Just before the economy took a turn for the worse in 2009, Echo Dahl moved to Portland from Arizona, to put her bachelor’s degree in Architecture to work. Unfortunately, what she encountered was a lay-off followed by five years of searching for work. While unsuccessful in finding a job, she was determined to make it on her own, and as a way to make ends meet, she bartended part time and was able to persist by living off the tip money she earned as well as some public assistance.
Echo first heard about OTI at a job fair she attended but the timing was not right because she had just given birth to her son, Onyx. She never lost the thought of a career in the trades, though, and Echo returned to OTI a couple years later – after she made the decision to pursue a career as a carpenter. She was hopeful that she would make more money than the $37,000 per year she was once able to earn in architecture.
After graduating from OTI’s Trades and Apprenticeship Career Class in 2013, Echo knew she would need a car in order to get to and from job sites, she made the somewhat difficult decision to give up her apartment and move in with her mother so she could use her damage deposit and tax return to buy a car.
“OTI was instrumental in my new career”
Echo now works as a project engineer for Pavillion Construction. She supports the project manager and superintendent on job sites. She was able to reach her goal of earning $60,000 a year just four years after starting OTI’s pre-apprenticeship class. When asked how OTI has helped her get to where she is today she said, “OTI was instrumental in my new career. I worked as an architecture intern and never knew my current position existed until OTI sent me on my first interview. This role essentially mirrors my old position with the (architecture) firm but it’s MUCH more fun. I get to be on site, see the construction happen, and be involved. And it PAYS better!!”

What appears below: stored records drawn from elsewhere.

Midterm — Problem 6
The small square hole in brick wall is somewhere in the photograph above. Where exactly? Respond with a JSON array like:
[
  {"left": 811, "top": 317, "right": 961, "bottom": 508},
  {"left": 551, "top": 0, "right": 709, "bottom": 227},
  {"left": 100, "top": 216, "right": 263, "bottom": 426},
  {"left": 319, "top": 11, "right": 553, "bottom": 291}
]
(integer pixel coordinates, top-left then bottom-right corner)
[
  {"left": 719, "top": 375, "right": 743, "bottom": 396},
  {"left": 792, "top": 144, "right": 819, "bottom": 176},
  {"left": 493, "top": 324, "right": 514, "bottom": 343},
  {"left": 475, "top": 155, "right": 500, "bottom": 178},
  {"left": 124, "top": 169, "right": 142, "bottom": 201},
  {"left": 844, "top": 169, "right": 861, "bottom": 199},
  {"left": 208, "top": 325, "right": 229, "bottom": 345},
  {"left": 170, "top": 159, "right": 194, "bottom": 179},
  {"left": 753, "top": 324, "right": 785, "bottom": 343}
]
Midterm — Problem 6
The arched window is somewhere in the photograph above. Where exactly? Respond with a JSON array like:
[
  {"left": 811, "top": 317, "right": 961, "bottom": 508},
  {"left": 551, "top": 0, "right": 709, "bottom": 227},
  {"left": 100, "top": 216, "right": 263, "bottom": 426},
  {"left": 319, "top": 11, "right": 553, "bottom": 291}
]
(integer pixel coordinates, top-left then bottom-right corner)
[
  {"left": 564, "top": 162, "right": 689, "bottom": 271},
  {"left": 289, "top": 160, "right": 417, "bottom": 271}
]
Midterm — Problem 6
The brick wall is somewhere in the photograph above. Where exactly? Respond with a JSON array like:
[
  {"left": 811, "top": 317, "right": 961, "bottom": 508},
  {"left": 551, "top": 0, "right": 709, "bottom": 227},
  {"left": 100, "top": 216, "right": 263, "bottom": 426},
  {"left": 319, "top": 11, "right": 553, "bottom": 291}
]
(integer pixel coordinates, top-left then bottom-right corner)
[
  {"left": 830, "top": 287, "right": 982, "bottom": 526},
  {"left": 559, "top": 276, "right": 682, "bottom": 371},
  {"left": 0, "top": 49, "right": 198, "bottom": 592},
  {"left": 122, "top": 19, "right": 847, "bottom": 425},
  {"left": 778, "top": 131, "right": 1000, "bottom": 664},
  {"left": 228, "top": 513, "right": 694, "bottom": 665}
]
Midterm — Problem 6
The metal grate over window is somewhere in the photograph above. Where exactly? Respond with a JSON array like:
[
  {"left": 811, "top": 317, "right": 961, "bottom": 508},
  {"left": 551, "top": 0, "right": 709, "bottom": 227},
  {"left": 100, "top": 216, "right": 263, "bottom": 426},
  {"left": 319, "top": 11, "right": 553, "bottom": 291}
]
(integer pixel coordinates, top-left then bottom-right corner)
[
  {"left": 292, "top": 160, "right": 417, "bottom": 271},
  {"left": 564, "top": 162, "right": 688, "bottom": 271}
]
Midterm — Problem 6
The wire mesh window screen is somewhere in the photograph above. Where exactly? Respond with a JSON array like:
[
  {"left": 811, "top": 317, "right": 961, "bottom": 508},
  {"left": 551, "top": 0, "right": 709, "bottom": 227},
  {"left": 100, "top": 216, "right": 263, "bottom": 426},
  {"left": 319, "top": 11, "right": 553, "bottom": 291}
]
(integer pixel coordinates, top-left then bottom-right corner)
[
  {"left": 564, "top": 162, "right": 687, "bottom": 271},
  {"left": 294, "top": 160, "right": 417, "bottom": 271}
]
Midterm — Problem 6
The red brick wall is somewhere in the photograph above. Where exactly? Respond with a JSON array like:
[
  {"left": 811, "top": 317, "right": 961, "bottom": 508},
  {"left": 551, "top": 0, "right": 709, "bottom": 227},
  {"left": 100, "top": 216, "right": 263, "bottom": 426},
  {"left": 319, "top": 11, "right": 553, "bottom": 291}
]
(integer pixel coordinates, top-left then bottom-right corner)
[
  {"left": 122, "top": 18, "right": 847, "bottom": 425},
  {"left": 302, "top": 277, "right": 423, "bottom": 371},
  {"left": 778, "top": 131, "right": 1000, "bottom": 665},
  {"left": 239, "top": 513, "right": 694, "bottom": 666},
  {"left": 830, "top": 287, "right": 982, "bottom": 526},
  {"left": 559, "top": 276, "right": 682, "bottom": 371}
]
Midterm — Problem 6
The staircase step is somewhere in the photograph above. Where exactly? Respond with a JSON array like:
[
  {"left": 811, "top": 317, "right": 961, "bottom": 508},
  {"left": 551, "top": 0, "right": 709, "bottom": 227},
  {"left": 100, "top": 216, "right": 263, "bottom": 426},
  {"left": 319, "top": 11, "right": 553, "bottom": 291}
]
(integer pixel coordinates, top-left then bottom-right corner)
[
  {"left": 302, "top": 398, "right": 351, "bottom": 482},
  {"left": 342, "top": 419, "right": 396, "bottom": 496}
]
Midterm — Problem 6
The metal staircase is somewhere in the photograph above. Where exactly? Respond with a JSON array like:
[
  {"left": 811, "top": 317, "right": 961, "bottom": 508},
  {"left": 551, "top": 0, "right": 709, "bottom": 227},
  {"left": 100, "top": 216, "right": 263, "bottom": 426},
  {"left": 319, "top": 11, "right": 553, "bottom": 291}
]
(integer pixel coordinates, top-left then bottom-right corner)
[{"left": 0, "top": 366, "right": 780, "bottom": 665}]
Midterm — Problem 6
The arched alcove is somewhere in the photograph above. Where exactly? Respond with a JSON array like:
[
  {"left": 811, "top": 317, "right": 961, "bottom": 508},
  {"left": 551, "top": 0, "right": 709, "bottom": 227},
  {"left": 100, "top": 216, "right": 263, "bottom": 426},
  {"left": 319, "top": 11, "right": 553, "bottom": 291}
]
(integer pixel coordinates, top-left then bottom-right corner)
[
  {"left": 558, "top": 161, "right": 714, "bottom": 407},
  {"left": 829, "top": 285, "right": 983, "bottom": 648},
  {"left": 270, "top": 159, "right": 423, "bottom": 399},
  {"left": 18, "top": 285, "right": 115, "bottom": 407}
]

Echo was totally inspired by the trainers at OTI and her fellow tradeswomen during the TAC program. When asked what advice she would have for other women who are considering work in the trades, she said, “I tell anyone who will listen that the trades are a much smarter route than college. My college education helped me get where I am today, but if I had pursued carpentry out of high school, I could have reached the same goal while making much more money along the way and without the 50k in debt that will forever be my albatross.”
“I went from an unemployed single mom living in an apartment just barely making it to a successful mom with a new house and a great job. I’ve finally reached all my big goals after many years of struggling. OTI made that happen.”
Echo’s future career aspirations include becoming a superintendent or project manager. She is thankful for finding OTI during a time in her life when she was searching for a new path. In her own words, “I went from an unemployed single mom living in an apartment just barely making it to a successful mom with a new house and a great job. I’ve finally reached all my big goals after many years of struggling. OTI made that happen.”